How do you test protein sequences that are the product of de novo computational design - antibodies, epitopes, peptide/protein drugs, targets, or enzymes? Computational design can generate hundreds to thousands of proteins to test, but cellular library-based approaches may be incompatible. As a result, you have to either test a handful of designs, or construct computational algorithms to account for the limits of directed evolution, phage display, or mutagenesis approaches. Valuable data is lost in the process. Not only might you miss winning designs, but you might not learn why the losers failed to work. This is all valuable data that would inform your next design cycle.
Tierra’s technology is adept at producing computationally designed proteins de novo purely from lists of sequences. There are no design constraints on the sequences and no need for protein expression and biochemistry expertise. All Tierra requires is your sequence list for DNA synthesis and testing through our platform. Tierra’s platform, built off of cell-free synthetic biology, removes the bottleneck of throughput that restricts testing in cells. We return physical protein to validate your designs by experimentation.
We also collect data during our experiments that can tell you about what designs are working and what are failing. For every protein, we can determine transcription, translation, stability of lysate, and efficiency of expression.

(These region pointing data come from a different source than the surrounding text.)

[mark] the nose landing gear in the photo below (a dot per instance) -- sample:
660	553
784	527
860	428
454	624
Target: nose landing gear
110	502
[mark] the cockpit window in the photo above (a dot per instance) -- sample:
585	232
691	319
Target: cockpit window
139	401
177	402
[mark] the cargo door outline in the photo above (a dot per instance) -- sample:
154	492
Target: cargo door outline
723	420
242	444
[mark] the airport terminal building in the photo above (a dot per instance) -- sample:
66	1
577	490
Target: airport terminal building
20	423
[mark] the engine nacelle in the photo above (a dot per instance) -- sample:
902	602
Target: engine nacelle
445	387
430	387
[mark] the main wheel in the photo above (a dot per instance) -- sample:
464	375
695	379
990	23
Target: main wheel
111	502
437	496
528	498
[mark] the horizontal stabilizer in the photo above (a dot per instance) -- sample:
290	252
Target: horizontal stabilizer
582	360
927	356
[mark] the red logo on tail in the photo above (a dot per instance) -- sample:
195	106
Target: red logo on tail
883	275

The physical proteins Tierra produces can be validated in your downstream assays. Binding can be tested through ELISA, pull-down assays, or Western blots. Your proteins can be tested for their binding affinity through Surface Plasmon Resonance (SPR), Bio-Layer Interferometry (BLI), Fluorescence Polarization (FP), or thermal shifts assays. The structure of the protein can be explored via Chromic Dichromism (CD) or crystallography. Activity can be tested through fluorescent or luminescent readouts. Winning constructs can then be scaled for further protein characterization.